The cases were pretty straightforward, IMO, if you'd just read Hoffmann.
Manchester BS v Meadows.
Building Society seeks accounting advice from an accountant, who tell them that the wheeze of "hedging accounting" is the way to go. As a result of the advice the Society engages in some gambling on interest rate movements via swaps contracts. The exciting accounting procedure hid how badly losing the swaps were. The regulator informs the BS that it can't use this exciting new accounting method to avoid regulatory capital requirements. To extricate itself from its arrangements, the BS ends up closing out the swaps for £32m.
The easier one is Khan v Meadows.
Woman seeks advice on whether she carries the haemophilia gene. Doctor negligently advises that she does not. Child is born who, if the advice had not been given, would not have been, who has both haemophilia and autism. Is the doctor liable for the costs of the autism (it is accepted that they're liable for the costs of haemophilia)?
The majority ask: what is the purpose of the duty?

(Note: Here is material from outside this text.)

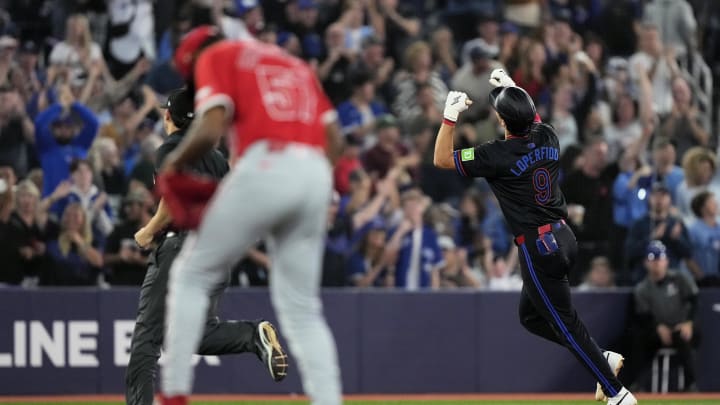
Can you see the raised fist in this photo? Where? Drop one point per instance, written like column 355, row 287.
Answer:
column 499, row 78
column 456, row 103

In Manchester BS [34] the purpose of the advice was to enable the Building Society to adopt its exciting new business model. The BS failed to understand that they couldn't adopt this because of the auditor's advice. So, when the regulators told them to draw their necks in, the loss was within the purpose of the duty.
Khan is really straightforward. Was the purpose of the duty assumed by the doctor (to advise about the haemophilia gene) there to protect against the costs of autism? No [68]
Lord Burrows (who cites many academics on this list) would have placed more emphasis on policy matters. Lord Leggatt would have placed more emphasis on the language of causation. The majority don't agree with them.
The majority's approach seems to me to be clearly correct, but they add in an unfortunate six stage "test" for liability in negligence. You'd have thought they'd have learned their lesson with so many previous "tests" having gone down in flames after launch, but apparently not.
The reason there was a seven member panel was because it had been originally thought that SAAMCo was going to be challenged (one of the panel writes a textbook very critical of the rule introduced by Lord Hoffmann). This didn't happen, probably because the prospects for it being overturned at this point is zero. Good.
As a stylistic matter, I think it would be better if judges returned to just answering the question the facts before them pose. We have now had many cases and judgments attempting to give the "definitive" formulation of the SAAMCo principle (which is in fact relatively straightforward, as the majority make clear).
A welcome break from the grind of marking. (And the horror of being chair of examiners. Never see how the sausages are made).